POSTED: 1:30 a.m. HST, Jan 28, 2013
Asian jet fuel shipments to Hawaii are poised to triple as Tesoro Corp. shuts the state's biggest crude processing plant, helping lift refining margins from the weakest level in close to five years.
As many as three jet-kerosene cargoes, or about 600,000 barrels, may be shipped monthly to Hawaii from Asia in the second quarter, compared with an average of one a month last year, according to a Bloomberg News survey of six traders and refiners. Jet fuel was at its most expensive level relative to diesel in two months on Tuesday in Singapore, encouraging refiners to produce more.
Tesoro has announced that it plans to shut its 94,000 barrel-a-day Kapolei refinery in April and convert it into a storage terminal. That will leave Chevron Corp.'s neighboring 54,000 barrel-a-day plant as the only refinery in the state. That offers an opportunity for Asian processors from GS Caltex Corp. to Formosa Petrochemical Corp. to boost exports, while threatening to push up costs for carriers just as international air travel is showing signs of picking up.
Asia is the most likely source of any additional imports because of legislation that restricts shipments from the U.S. mainland, according to Al Chee, Chevron spokesman for the Hawaii refinery. The Merchant Marine Act of 1920, known as the Jones Act, requires products transported from one U.S. port to another to be carried by vessels flagged and built in the country.
The law "adds a lot of costs" to fuel brought from the U.S. West Coast, Chee said. "It's a fair amount of cents per barrel, so it's probably not a surprise that imports are generally coming from foreign sources, and generally from Asia."
Hawaii is already supplied by Asian jet fuel because the market, even with both refineries running, is short, according to Dave Hackett, president of Stillwater Associates, an independent oil consultant in Irvine, Calif. "That lost Tesoro volume will also be imported mostly from Asia," he said. "This is going to boost prices."
Jet fuel cost 90 cents a barrel more than diesel Tuesday, the biggest premium since Nov. 26. The difference, known as the regrade, is used by refiners to determine whether to maximize jet fuel production in place of diesel. It fell to a $1.05 discount Dec. 4, matching the largest gap since June 2008. The premium was at 75 cents last week.

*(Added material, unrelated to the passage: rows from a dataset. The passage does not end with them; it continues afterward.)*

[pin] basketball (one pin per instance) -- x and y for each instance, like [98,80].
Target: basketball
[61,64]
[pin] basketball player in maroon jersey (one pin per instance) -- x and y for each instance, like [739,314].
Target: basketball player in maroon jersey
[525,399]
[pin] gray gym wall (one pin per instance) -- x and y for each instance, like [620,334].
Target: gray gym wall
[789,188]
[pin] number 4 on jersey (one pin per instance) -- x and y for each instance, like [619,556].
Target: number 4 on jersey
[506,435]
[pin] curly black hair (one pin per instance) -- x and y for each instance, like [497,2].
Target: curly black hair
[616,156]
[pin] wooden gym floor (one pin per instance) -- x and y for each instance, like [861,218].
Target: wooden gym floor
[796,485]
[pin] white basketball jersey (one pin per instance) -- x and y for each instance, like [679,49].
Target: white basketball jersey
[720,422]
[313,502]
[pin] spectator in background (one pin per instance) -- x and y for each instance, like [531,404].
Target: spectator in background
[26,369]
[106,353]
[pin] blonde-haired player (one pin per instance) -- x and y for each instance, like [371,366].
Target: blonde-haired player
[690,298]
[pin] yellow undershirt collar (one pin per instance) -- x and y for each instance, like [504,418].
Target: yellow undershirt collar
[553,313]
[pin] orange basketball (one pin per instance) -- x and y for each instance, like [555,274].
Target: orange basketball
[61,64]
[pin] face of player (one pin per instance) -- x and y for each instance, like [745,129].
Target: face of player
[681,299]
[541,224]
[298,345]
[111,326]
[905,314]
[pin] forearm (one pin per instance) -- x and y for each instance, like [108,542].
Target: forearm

Jet-kerosene cargoes in Singapore, Asia's oil-trading hub, have risen 1.5 percent to $128.75 a barrel since Jan. 7, the day before Tesoro said it would shut its refinery, according to data from PVM Oil Associates Ltd., a London-based broker. The premium of the airline fuel to diesel has jumped fivefold from 15 cents, the data show.
Asia provided all of Hawaii's 2.54 million barrels of jet fuel imports in the first 10 months of last year, according to the U.S. Energy Department. About 75 percent came from South Korea, with the rest shipped by Malaysia and Taiwan. Hawaii's total jet fuel consumption was 10.9 million barrels in 2011.
Chevron's plant doesn't have the capacity to make up for the volumes lost when Tesoro's units close, Chee said. The facility produces about 30 percent gasoline, 25 percent low-sulfur fuel oil, 20 percent jet fuel and 12 percent diesel.
"The market will be short jet fuel, and someone will have to import," Chee said. "Exactly how much in additional imports is needed for this market is what we're trying to understand."
Hawaiian Airlines already gets most of its supply from Asia, spokesman Keoni Wagner said. Alaska Air, which does about one-fifth of its flying to Hawaii, isn't seeing an immediate price increase because of the planned shutdown, said Bobbie Egan, a spokeswoman for the Seattle-based company.
Tesoro's Kapolei plant may be too small to change the price outlook significantly, according to SK Innovation Co., which runs South Korea's biggest refinery.
"It's too early to tell whether there's any impact on fuel prices," said Megan McCarthy, a spokeswoman for United Continental Holdings Inc., the carrier with the most flights to Hawaii.